The Cubs have long been one of the most active teams signing international prospects going back the last couple of decades, but until this year, they had never signed a Brazilian amateur prospect. That changed this year when they signed righthander Emannoel Madeira for $10,000. Madeira pitched in the U-18 World Cup in September 2022 in Bradenton, Fla. He threw four scoreless, no-hit innings against Canada, finishing the tournament with a 1.75 ERA, nine strikeouts and three walks in eight innings. Even more impressive, Madeira did it as a 16-year-old and is one of the youngest players signed this year, as he won’t turn 17 until the end of August. At 6-foot-3, 225 pounds, Madeira has a big frame with a loose arm, a sound delivery for his age and he throws strikes with a fastball that has been up to 91 mph. There could be mid-90s velocity coming, and with the way hitters react late to his fastball, it already plays up because of its life. Madeira’s fastball is his predominant pitch, with the beginnings of a curveball, slider and changeup in his repertoire.

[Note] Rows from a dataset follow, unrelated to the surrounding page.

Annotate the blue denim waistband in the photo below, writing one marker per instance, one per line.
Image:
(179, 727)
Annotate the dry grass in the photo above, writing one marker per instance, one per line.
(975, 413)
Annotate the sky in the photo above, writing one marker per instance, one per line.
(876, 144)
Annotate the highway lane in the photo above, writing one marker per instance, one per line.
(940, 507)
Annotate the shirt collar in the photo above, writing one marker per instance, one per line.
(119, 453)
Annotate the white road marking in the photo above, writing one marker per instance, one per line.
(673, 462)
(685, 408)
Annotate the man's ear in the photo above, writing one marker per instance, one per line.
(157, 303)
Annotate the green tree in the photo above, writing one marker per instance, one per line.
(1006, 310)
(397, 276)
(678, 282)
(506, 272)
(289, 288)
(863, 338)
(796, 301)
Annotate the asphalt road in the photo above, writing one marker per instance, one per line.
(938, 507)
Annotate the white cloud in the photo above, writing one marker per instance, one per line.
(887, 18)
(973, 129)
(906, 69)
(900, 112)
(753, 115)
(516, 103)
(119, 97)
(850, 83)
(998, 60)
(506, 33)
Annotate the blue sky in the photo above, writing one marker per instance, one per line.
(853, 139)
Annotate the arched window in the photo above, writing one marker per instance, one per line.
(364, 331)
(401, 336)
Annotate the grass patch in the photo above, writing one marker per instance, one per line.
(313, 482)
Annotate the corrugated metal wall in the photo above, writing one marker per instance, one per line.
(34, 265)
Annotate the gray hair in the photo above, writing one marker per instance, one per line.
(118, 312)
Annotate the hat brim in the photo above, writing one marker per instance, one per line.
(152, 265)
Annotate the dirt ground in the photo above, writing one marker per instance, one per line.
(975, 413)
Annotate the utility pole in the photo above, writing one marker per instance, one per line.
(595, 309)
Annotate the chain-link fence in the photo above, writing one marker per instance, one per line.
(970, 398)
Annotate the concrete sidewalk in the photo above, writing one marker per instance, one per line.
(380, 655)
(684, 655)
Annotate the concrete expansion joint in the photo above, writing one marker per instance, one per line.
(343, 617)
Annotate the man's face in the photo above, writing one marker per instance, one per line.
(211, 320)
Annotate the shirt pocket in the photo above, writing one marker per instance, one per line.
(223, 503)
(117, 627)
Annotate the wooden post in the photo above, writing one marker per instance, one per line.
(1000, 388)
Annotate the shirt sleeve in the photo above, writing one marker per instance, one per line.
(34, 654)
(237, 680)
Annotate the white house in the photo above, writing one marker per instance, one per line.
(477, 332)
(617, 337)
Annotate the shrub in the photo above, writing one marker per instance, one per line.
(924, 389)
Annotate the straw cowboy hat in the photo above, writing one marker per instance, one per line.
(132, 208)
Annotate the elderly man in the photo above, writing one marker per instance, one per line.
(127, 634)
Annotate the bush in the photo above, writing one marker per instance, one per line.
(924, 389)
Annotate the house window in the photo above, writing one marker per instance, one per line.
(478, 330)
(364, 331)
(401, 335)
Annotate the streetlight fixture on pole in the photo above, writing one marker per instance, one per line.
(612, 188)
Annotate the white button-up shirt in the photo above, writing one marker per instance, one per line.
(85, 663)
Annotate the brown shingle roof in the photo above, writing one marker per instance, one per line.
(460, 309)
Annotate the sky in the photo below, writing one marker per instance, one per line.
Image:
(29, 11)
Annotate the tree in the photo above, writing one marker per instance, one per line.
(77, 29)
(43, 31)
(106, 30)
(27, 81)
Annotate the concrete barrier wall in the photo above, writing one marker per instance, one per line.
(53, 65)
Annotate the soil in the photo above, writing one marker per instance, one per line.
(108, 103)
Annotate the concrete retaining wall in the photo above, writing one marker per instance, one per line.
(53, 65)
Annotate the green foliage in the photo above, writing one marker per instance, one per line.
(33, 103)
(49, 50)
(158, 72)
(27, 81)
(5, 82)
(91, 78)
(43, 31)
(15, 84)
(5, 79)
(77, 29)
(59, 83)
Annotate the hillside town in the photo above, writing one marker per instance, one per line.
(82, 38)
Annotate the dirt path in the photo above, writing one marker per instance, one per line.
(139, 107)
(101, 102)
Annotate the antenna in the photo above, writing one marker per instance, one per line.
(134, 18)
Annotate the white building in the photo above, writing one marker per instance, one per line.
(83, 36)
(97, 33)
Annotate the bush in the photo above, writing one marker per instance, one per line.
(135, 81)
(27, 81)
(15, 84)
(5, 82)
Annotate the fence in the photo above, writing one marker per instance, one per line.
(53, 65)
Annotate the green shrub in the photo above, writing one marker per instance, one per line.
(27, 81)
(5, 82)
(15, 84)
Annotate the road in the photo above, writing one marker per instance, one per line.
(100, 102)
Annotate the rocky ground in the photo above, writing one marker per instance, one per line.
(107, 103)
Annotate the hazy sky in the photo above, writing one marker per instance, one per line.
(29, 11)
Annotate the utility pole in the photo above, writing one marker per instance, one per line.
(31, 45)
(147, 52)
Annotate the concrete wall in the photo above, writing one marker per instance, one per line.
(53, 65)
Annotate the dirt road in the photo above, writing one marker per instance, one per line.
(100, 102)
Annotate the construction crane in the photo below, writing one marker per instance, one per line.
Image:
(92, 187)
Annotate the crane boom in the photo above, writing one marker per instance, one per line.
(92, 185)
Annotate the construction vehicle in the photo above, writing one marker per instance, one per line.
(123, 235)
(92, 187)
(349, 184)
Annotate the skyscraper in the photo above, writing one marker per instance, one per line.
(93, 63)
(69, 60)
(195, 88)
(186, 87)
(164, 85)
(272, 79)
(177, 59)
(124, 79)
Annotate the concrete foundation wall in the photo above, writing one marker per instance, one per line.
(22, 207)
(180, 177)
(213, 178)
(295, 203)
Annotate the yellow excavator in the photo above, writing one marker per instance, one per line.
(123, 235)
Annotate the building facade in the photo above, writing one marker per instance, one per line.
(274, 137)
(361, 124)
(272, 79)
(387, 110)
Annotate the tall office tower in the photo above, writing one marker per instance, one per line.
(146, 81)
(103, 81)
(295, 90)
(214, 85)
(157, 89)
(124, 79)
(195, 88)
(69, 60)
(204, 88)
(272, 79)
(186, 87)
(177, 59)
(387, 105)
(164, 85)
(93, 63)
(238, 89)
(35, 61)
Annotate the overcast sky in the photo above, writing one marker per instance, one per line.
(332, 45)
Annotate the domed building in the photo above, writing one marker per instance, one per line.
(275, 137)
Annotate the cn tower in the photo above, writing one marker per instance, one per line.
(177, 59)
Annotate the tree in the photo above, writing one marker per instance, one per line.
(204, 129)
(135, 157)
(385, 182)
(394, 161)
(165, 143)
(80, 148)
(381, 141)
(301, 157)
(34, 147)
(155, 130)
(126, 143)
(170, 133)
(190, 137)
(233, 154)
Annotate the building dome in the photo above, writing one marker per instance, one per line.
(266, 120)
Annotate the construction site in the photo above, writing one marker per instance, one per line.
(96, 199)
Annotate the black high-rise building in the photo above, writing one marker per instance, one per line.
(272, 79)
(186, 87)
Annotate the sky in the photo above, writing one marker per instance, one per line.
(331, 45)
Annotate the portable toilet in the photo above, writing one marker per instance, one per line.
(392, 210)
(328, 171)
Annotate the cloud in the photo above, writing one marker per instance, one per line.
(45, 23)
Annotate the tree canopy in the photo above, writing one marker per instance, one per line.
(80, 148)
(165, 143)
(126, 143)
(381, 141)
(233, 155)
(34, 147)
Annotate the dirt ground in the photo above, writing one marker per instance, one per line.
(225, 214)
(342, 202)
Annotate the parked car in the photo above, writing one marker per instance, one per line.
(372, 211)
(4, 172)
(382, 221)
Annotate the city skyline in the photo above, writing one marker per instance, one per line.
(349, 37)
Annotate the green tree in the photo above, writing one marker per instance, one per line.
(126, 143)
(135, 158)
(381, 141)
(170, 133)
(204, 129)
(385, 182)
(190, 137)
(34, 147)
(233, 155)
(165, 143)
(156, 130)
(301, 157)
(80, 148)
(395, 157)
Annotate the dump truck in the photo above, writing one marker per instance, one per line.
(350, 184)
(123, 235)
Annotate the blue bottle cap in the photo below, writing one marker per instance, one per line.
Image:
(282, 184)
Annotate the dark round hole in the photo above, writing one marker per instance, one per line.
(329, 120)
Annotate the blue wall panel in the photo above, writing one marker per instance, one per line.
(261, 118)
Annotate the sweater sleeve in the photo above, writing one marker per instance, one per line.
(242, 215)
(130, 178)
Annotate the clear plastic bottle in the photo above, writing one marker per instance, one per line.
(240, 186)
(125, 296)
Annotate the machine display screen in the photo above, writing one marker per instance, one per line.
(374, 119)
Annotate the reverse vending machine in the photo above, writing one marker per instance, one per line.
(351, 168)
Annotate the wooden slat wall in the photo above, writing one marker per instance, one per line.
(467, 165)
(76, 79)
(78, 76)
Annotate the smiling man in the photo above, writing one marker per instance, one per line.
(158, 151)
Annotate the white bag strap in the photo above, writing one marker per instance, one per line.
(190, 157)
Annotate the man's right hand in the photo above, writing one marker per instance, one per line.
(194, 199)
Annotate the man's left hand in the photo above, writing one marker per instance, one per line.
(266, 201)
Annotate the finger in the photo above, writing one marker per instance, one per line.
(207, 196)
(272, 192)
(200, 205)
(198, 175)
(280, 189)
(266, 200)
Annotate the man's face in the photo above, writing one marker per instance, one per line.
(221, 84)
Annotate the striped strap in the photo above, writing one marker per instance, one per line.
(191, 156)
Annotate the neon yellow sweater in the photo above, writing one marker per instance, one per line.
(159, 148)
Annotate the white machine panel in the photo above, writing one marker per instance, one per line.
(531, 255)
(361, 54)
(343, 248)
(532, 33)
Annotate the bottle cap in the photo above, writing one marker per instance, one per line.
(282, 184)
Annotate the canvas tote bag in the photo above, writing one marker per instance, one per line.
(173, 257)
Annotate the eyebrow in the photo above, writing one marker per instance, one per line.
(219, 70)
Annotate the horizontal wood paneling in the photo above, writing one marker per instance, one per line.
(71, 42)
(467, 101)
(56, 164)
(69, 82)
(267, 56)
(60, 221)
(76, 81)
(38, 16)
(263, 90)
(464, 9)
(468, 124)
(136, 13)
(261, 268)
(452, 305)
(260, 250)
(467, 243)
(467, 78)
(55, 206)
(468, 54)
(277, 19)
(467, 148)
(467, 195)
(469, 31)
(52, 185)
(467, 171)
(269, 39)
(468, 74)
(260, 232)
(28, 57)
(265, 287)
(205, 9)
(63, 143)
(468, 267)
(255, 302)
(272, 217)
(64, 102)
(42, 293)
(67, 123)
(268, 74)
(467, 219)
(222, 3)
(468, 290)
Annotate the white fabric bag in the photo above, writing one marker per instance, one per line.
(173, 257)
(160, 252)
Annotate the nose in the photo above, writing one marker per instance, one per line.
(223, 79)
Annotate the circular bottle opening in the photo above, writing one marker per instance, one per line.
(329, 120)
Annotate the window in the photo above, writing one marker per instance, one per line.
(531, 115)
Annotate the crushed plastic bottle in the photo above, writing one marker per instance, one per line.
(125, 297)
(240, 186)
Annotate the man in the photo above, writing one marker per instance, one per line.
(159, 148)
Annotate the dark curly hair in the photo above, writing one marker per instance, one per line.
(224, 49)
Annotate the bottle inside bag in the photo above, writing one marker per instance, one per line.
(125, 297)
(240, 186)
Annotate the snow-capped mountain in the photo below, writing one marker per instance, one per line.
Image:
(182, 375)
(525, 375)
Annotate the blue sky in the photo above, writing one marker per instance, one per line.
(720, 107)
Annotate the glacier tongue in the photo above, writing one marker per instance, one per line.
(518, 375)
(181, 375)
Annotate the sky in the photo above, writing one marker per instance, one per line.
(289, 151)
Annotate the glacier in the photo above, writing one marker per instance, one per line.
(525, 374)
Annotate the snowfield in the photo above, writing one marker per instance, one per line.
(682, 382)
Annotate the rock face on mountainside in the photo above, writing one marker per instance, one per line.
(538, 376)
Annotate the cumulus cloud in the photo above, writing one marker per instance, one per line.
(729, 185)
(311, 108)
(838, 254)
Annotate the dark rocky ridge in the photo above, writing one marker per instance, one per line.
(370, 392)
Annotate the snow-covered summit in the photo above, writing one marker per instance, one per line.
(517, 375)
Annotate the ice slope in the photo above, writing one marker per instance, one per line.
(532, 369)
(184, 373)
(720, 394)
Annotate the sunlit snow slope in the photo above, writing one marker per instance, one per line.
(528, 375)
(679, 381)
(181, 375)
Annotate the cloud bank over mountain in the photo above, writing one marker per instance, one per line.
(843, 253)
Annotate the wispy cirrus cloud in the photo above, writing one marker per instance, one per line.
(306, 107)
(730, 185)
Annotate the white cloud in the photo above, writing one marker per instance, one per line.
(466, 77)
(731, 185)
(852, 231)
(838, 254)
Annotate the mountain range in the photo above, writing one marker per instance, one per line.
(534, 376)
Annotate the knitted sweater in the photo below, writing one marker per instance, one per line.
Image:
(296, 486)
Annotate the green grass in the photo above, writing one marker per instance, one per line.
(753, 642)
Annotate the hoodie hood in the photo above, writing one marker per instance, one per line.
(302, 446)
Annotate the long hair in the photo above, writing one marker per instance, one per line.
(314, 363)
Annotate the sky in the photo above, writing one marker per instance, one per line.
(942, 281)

Up to 91 mph at 16 years old? 6’3″ and 225 lbs at 16 years old? My word!

And before you blanch at the price tag and assume it means there’s not a real prospect here, keep in mind the nature of IFA signings: (1) the biggest money deals tend to be “agreed to” years in advance, which means sometimes later-blooming prospects don’t get big deals because the money isn’t there and/or because scouts weren’t all that aware of him; and (2) pitching prospects in IFA, in particular, frequently aren’t big money signings because of the obvious development risks involved in teenage arms.

None of that is to say Madeira is definitely a legit prospect, but it does make his story – especially being the organization’s first prospect from Brazil – all the more interesting.

Much more in the Baseball America review, including more details on the Cubs’ three big money signings (one of whom really sounds like he might have been a steal).

A side note in the piece that is particularly interesting: the Cubs still have about $500,000 left in IFA pool space in this period. That’s highly unusual for the Cubs after signing day, because typically they’ve committed their full pull by the time signings are actually permitted. Either a deal fell through, or the Cubs were intentionally reserving some funds for a late-arriving/uncommitted prospect (someone from Cuba? a player who was too young to sign but is turning 16 later this year?).

It’s possible the Cubs could trade a bonus pool slot, too, but that isn’t usually the way they operate on the amateur market.